In Private Equity, there’s no margin for error. 99% accuracy is still 100% wrong. New AI tools for Excel may generate buzz, but they can’t overcome the determinism wall where the same input produces different outputs. In diligence, that ends the deal. At Keye, we’ve spent the last 14 months building a platform designed for investors, one that is deterministic, transparent, and built for 100% accuracy every time.
When we launched Keye, we weren’t chasing a trend, we were solving a problem we had lived every day. Private Equity workflows demand speed, precision, and trust in every number, along with total transparency into how that number was derived. There is no “good enough” in this industry; there is only 100% accuracy or a deal at risk. That’s why we built Keye.
Over the past few months, there’s been a wave of tools wrapping LLMs (or OpenAI APIs) to work with Excel, especially for financial modeling. Some of the demos are slick. The marketing is strong. And honestly, it’s validating to see so many teams now tackling the same pain points we identified over 18 months ago. This space is desperately in need of better tools.
I am glad there are people joining our group in understanding that Private Equity folks don’t care that much about summarization, but their insights lie in numbers in Excel! We saw this need 18 months ago and began experimenting with LLMs for Excel: building retention curves, running complex models, segmentations, and more. We even got a lot of attention for it.
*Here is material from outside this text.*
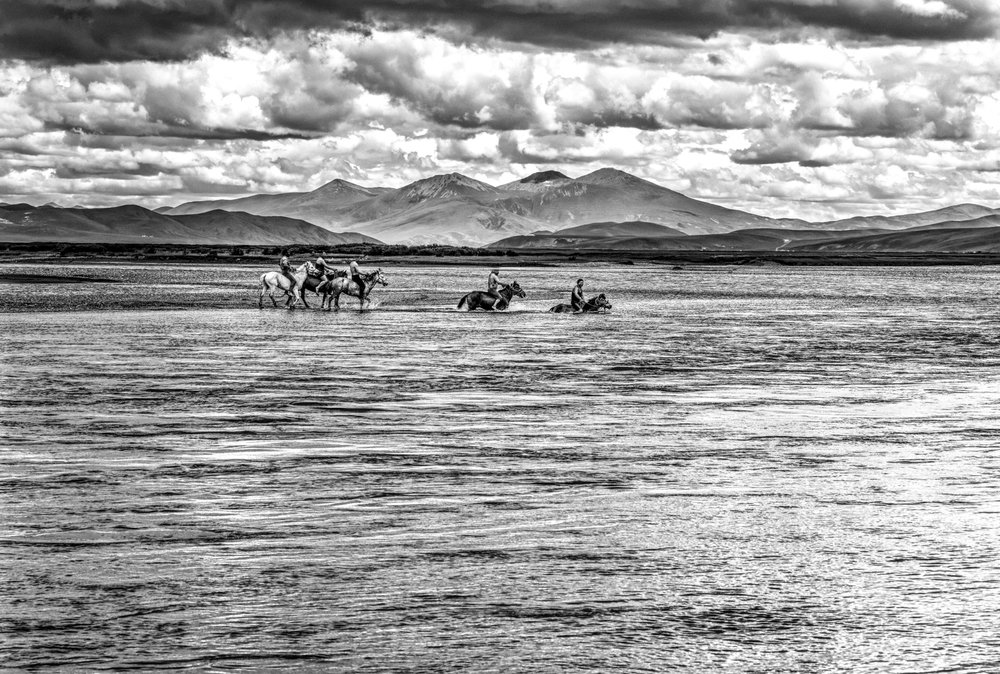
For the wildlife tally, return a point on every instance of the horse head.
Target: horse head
(601, 302)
But when we tested the results we saw that LLMs worked … to an extent. We quickly ran into roadblocks: outputs weren’t deterministic, calculations could be off, and in private equity, there’s zero tolerance for errors, like ZERO.
In Private Equity, that’s unacceptable. One wrong number can sink a deal. Flashy AI demos might impress on stage, but they fail in diligence.
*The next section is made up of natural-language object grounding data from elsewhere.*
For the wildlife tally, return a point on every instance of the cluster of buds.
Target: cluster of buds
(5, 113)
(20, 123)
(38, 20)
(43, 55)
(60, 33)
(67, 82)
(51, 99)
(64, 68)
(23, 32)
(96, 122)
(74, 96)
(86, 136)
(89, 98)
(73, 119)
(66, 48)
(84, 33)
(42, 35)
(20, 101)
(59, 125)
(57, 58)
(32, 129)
Naturally, when these new tools came out, I thought maybe they’ve cracked it. Maybe we’ve all reached that 100% accuracy and fully assimilated to an investor workflow. So, I tested one.
Not to my surprise…it was still unreliable as eight months ago. A simple ask—segment data by industry—produced a wrong result initially and then the right one. Same file, two different results! Got me back to my September 2024 days!
RESULT 1:
RESULT 2:
Definitely impressive that all the formulas were included. But, if I had built my Excel like this just for a segment during my banking days, I wouldn’t have lasted long in the job. Again, two different sets of formulae for the same ask, the same data from the same tool!
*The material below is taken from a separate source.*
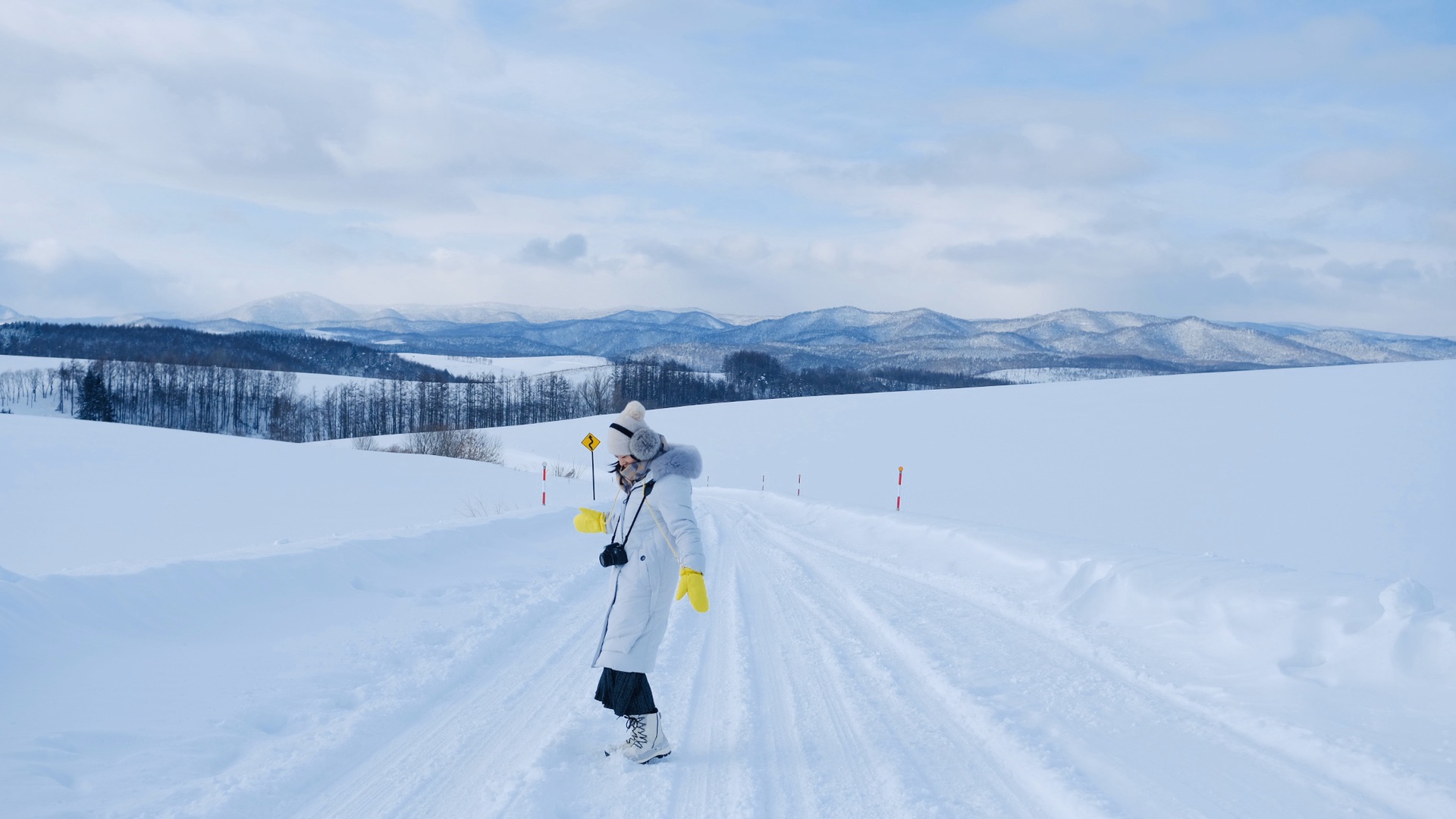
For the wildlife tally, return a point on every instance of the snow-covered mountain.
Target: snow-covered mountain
(1074, 340)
In Private Equity, the accuracy of the answer matters, but the process to get there matters just as much. Every team experimenting with AI in this space will eventually hit the same roadblock we call the determinism wall — where the same input can yield different outputs, and even one wrong number can kill a deal. So, while other entrants in this space are just beginning to discover these challenges, we’ve spent the last 12–14 months building a platform that sidesteps them entirely:
Deterministic accuracy (100% every time)
Domain-specific rules shaped by years in the industry
Outputs that meet investor standards, not just AI demo flash
We actively use AI in many processes, but not for complex calculations where we need nothing less than 100% accuracy and complete determinism.
It’s exciting to see so many startups following the same path we started on 14 months ago. It validates the need and pushes the space forward. They’ll chart their own learning curves. My only advice: the determinism wall is real. And in our world, even one wrong number can kill a deal.
There are no shortcuts to building a great tool.